La Rambla offers a fair share of sidewalk cafes, yet without the grimy beggars one encounters in Mexico. Five years ago, when we stayed in Veracruz, our base was the stylish Hotel Imperial, built on the Zocalo in 1796.

Sitting in the sidewalk cafe of the Hotel Imperial each evening was like being in Fellini’s La Dolca Vita. Within 20 minutes, an assortment of 40 vendors: beggars, panhandlers, cripples and people with appalling deformities, paraded by our table. The vendors were predictable, selling cigars, hammocks, T-shirts, pure vanilla. pencils, straw sombreros. Yet perhaps the most unusual spectacle was the women dressed as nurses, offering blood pressure tests for a modest price. Quite amusing. Of course the circus freak candidates also paid us a visit: the midget shoeshine boy, the blind accordionist, though the woman with the disfigured arm really took the prize. The senora was so repulsive all she had to do was appear before each cafe table, and one quickly paid her to scram. Yet the toothless woman selling gum was also quite memorable.

Between La Rambla and the edge of Ciutat Vella (Old Town) is the Arabic quarter, with row after row of narrow streets of apartments with long-shuttered doors and wrought-iron balconies used to escape the hot-house atmosphere of the tiny, crowded rooms.
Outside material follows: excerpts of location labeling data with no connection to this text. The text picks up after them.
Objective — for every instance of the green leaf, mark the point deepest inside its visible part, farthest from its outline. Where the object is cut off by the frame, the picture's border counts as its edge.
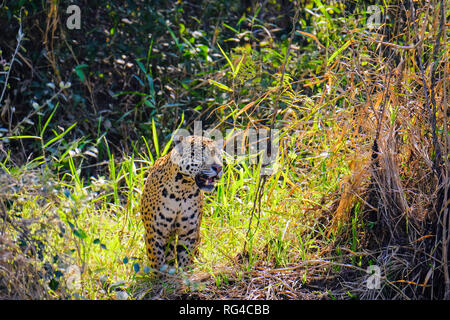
(79, 71)
(155, 138)
(220, 85)
(226, 57)
(80, 233)
(338, 51)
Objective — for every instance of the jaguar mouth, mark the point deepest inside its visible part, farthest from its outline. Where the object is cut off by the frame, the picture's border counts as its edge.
(205, 182)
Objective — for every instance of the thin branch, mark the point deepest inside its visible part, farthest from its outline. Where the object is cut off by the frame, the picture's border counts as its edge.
(20, 36)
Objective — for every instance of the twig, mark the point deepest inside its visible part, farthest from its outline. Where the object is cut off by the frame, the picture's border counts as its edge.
(20, 36)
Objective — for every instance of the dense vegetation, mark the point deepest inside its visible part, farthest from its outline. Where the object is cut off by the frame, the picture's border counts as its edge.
(358, 91)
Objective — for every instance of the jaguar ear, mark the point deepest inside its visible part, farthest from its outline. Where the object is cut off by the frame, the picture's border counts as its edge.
(177, 139)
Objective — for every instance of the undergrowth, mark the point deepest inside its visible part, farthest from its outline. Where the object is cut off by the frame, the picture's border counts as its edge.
(362, 166)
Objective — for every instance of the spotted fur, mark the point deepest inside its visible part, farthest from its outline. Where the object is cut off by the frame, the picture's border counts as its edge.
(172, 200)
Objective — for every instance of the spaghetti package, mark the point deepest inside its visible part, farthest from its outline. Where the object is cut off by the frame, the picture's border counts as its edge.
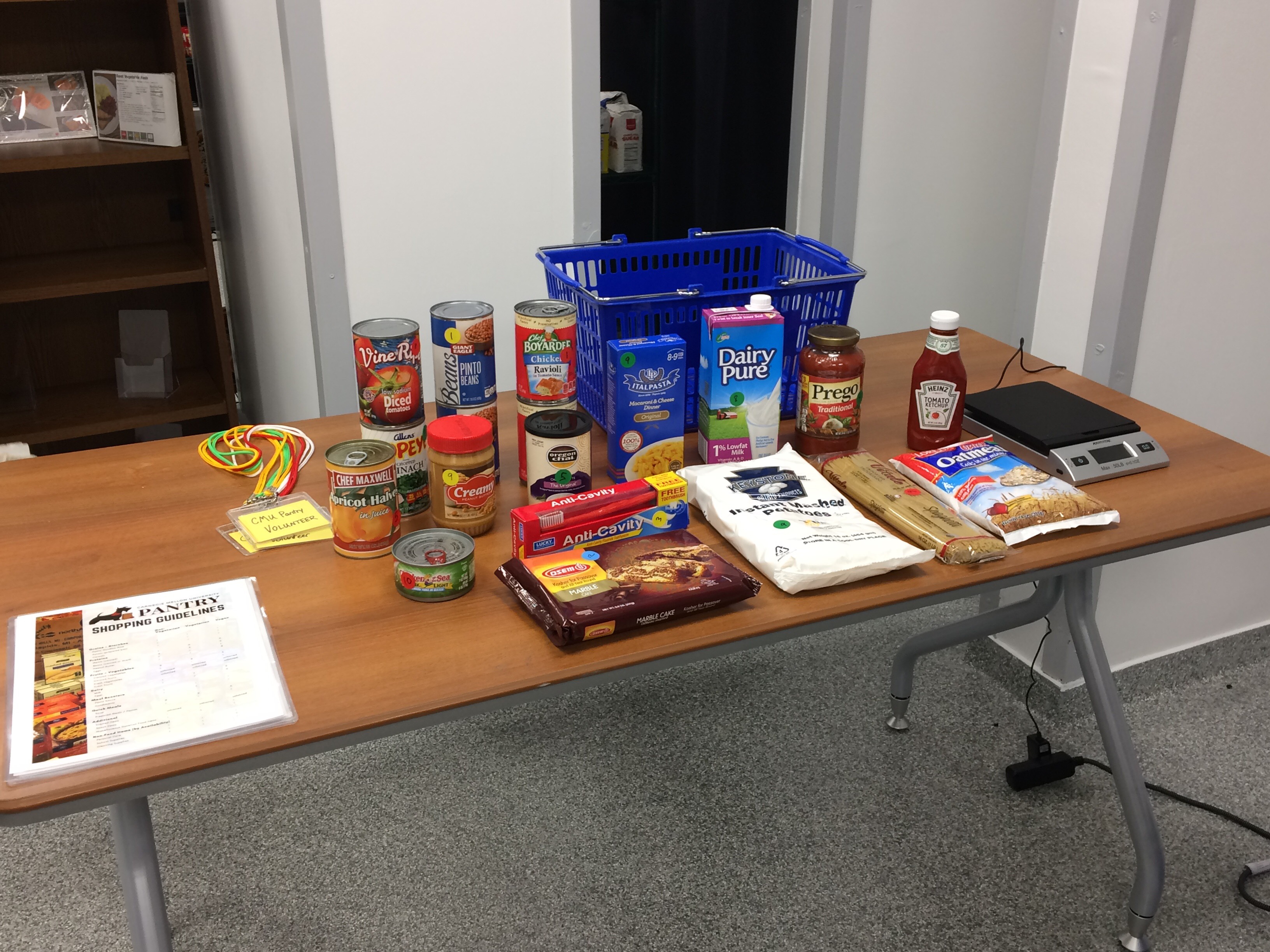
(793, 525)
(900, 503)
(989, 485)
(604, 588)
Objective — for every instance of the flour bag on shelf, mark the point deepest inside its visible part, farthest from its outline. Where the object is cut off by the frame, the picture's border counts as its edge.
(793, 525)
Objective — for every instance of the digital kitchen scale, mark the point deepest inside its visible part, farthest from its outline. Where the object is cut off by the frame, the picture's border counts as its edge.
(1062, 433)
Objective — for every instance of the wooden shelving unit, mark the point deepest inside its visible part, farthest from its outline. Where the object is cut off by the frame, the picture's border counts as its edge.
(91, 228)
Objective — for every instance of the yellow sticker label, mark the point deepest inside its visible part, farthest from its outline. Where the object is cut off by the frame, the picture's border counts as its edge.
(312, 536)
(281, 521)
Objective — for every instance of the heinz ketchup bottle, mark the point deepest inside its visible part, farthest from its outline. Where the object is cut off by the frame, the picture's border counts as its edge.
(938, 395)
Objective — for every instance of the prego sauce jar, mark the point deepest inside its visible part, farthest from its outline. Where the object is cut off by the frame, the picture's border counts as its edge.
(461, 474)
(831, 372)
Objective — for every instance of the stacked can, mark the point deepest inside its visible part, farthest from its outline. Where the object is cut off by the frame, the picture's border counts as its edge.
(463, 362)
(547, 366)
(389, 400)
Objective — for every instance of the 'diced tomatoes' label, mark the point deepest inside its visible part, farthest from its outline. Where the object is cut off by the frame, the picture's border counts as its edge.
(548, 366)
(388, 380)
(828, 407)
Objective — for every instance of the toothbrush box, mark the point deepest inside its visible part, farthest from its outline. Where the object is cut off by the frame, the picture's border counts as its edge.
(740, 384)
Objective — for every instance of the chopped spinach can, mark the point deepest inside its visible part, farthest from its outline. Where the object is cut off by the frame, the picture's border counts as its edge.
(412, 462)
(435, 565)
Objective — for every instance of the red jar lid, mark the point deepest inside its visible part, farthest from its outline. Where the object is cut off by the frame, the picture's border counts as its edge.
(460, 434)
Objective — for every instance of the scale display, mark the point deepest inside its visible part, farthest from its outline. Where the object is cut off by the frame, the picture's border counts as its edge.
(1062, 433)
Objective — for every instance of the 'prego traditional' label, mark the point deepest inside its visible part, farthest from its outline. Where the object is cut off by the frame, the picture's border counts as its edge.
(937, 403)
(942, 343)
(828, 407)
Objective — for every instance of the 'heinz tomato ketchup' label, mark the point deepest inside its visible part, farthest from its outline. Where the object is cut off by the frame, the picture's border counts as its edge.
(386, 352)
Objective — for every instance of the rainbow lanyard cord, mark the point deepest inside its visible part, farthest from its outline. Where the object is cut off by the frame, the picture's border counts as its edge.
(234, 451)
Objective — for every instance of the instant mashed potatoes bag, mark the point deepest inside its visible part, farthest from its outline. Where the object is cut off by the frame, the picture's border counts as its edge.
(793, 525)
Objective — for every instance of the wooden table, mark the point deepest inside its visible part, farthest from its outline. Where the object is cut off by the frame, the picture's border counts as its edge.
(362, 662)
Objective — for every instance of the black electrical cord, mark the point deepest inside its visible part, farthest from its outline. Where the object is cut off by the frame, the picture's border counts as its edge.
(1019, 354)
(1242, 885)
(1032, 673)
(1250, 870)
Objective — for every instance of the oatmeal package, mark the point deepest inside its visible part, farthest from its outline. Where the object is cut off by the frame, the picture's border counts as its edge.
(989, 485)
(604, 588)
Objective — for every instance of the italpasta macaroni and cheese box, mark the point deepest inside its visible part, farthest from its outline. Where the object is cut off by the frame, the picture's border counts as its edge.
(644, 383)
(629, 509)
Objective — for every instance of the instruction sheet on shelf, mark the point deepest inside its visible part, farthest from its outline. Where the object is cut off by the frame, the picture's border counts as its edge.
(112, 681)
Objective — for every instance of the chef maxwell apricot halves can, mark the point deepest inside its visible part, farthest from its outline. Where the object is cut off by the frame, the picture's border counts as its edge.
(364, 498)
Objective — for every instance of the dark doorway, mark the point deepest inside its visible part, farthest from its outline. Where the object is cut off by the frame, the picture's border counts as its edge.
(716, 82)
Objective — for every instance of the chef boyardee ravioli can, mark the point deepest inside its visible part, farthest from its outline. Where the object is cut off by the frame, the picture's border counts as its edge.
(547, 351)
(364, 504)
(435, 565)
(412, 462)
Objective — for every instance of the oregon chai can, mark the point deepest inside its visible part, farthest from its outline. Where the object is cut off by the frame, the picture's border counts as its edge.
(412, 462)
(364, 504)
(435, 565)
(523, 412)
(488, 410)
(558, 446)
(386, 351)
(463, 354)
(547, 351)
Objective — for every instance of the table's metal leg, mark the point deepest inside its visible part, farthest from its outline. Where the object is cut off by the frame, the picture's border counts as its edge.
(1150, 880)
(139, 875)
(978, 626)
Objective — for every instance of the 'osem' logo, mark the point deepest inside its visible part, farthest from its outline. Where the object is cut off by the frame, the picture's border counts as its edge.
(564, 572)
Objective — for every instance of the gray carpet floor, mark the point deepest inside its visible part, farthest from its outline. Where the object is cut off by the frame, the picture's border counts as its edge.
(749, 803)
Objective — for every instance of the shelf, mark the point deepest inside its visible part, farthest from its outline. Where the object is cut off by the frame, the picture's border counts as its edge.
(70, 412)
(69, 273)
(81, 153)
(629, 178)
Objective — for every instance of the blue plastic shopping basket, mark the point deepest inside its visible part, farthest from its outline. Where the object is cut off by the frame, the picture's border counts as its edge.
(625, 290)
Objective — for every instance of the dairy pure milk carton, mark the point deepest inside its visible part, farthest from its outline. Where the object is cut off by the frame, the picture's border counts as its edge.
(740, 384)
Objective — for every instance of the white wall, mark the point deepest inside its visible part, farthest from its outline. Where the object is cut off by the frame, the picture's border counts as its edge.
(1082, 179)
(455, 146)
(258, 210)
(952, 107)
(1206, 312)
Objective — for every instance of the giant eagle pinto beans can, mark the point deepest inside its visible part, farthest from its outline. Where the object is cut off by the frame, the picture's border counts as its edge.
(523, 412)
(547, 351)
(410, 442)
(488, 410)
(364, 498)
(558, 448)
(463, 354)
(386, 352)
(435, 565)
These scenes resemble a slightly improved version of dilapidated Cairo. All along this area are cheap internet cafes, operated by young men in Punjab suits from Pakistan. Apparently, the Pakis who did not land in the Middle East have made their way to the Iberian Peninsula.

We stayed in a modest two-star hotel on the other side of the Arabic quarter. Early every morning, I walked the streets just to absorb the multicultural flavor of the port city. On the last morning of our stay, I ventured back into the Arab quarter because it reminded me of Bahrain and the Middle East. On the outskirts of the neighborhood, I discovered a bar that had never bothered to close after a long night of patronage. It was barely 7 a.m. and at least a half-dozen men were perched on barstools, grasping some aqua vitae or other equally beneficial spirits; hardcore alcoholics, each and every one. I thought I heard an older man brag that he had “fought in a major world whore.”

Across from the bar on the side of a brick building, there was a giant sprayed painted figure of a nude male pig with a clenched fist and an erect appendage, spewing some half-Spanish, half-Catalunyan diatribe. The artist, however the work managed to be rendered across the better part of a two-story building, was obviously not a Muslim.